Liquid Computing plans to leverage telco technology in oil and gas high performance computing.

OITJ—What is Liquid Computing’s (LC) approach to the oil and gas vertical?

Weston—I moved to LC from Sun Microsystems (which has exited the HPC business) because it represented something new—both a startup and new computing paradigm with oil and gas as one of its initial targets. Our first target is upstream HPC. We’ll then move into ERP with our ‘fabric-based’ architecture.

OITJ—What’s ‘fabric-based?’

Weston—The HPC market has settled on clustered PCs linked with Gigabit Ethernet, Myrianet or Infiniband. In reality these are somewhat ‘Rube Goldberg’ solutions. Our ‘LiquidIQ’ fabric eliminates these ad-hoc connectivity solutions, replacing them with a dedicated network and blade computing infrastructure. LC’s founders came from Nortel and have leveraged the blade technology originally developed for the telecommunications industry. This means that you can have as many nodes as you need. Everything on the fabric is visible by everything else—network, storage, applications and so on.
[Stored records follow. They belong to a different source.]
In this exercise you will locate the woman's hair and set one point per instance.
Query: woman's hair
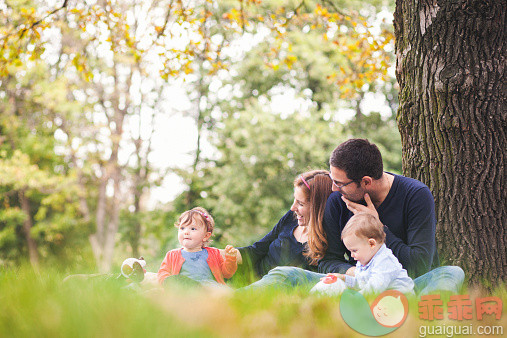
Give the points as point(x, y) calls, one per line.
point(365, 225)
point(198, 216)
point(320, 187)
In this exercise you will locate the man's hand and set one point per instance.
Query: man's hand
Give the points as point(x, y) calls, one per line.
point(357, 208)
point(231, 251)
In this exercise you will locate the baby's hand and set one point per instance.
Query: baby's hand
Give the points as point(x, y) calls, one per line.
point(231, 251)
point(332, 277)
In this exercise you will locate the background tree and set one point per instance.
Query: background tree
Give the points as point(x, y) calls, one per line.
point(450, 67)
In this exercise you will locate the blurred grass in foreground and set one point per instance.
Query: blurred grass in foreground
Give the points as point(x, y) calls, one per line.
point(41, 305)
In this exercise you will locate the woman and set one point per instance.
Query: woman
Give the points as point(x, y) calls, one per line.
point(297, 239)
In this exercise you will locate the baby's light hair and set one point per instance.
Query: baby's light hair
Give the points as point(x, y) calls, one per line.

OITJ—Sounds like ‘virtualization.’

Weston—The virtualization concept has been applied in software à la VMWare but our solution does not have the performance trade-off of traditional virtualization. Tests with the two major fluid flow simulator vendors show VIP performance up by 40% and linear scalability to 64 CPUs.

OITJ—We’ve heard that in some clusters, CPU usage may be only 10% of the theoretical rating.

Weston—Sure, because of the communications bottleneck. The LC fabric gets 90% efficiency from processors – even dual core devices. Moreover the power and cooling issues are fixed because the technology was developed for the strict environmental requirements telcos. Our liquid cooling leverages technology developed for gaming machines and lets CPUs run 10-15° cooler. This leads to greater efficiency and reliability.

OITJ—Have you addressed the seismic market yet?

Weston—Not yet, we are concentrating on the reservoir simulator market. But our solution should be good for seismic processing. It is easy to maintain, cheap on people and price competitive.

OITJ—Does the fabric address shared memory issue?

Weston—Yes. It is great for larger models. Everything is shared. In future TESLA GPU devices will become shared resources on the Fabric. In fact HPC will just be another compute resource on the system. Today we can deliver 2,000 node systems with considerable upside—the bus length can stretch to 300 m!

OITJ—What sort of compiler support is there?

Weston—We are ‘completely COTS!’ We support Red Hat Linux, AMD and whatever runs on these. VIP and Eclipse binaries and SCALI all ran. We provide tools that manage, monitor components continuously and reconfigure virtual machines to assure quality of service by adding resources or limiting application access.

OITJ—You mentioned ERP?

Weston—Yes we plan to offer technical and commercial computing on single architecture. The fabric will run on Oracle’s ‘Unbreakable Linux’ and as Landmark’s R5000 release will support the Oracle 10G Rack, we will be one of first certified platforms. Oracle Rack will actually work on the fabric!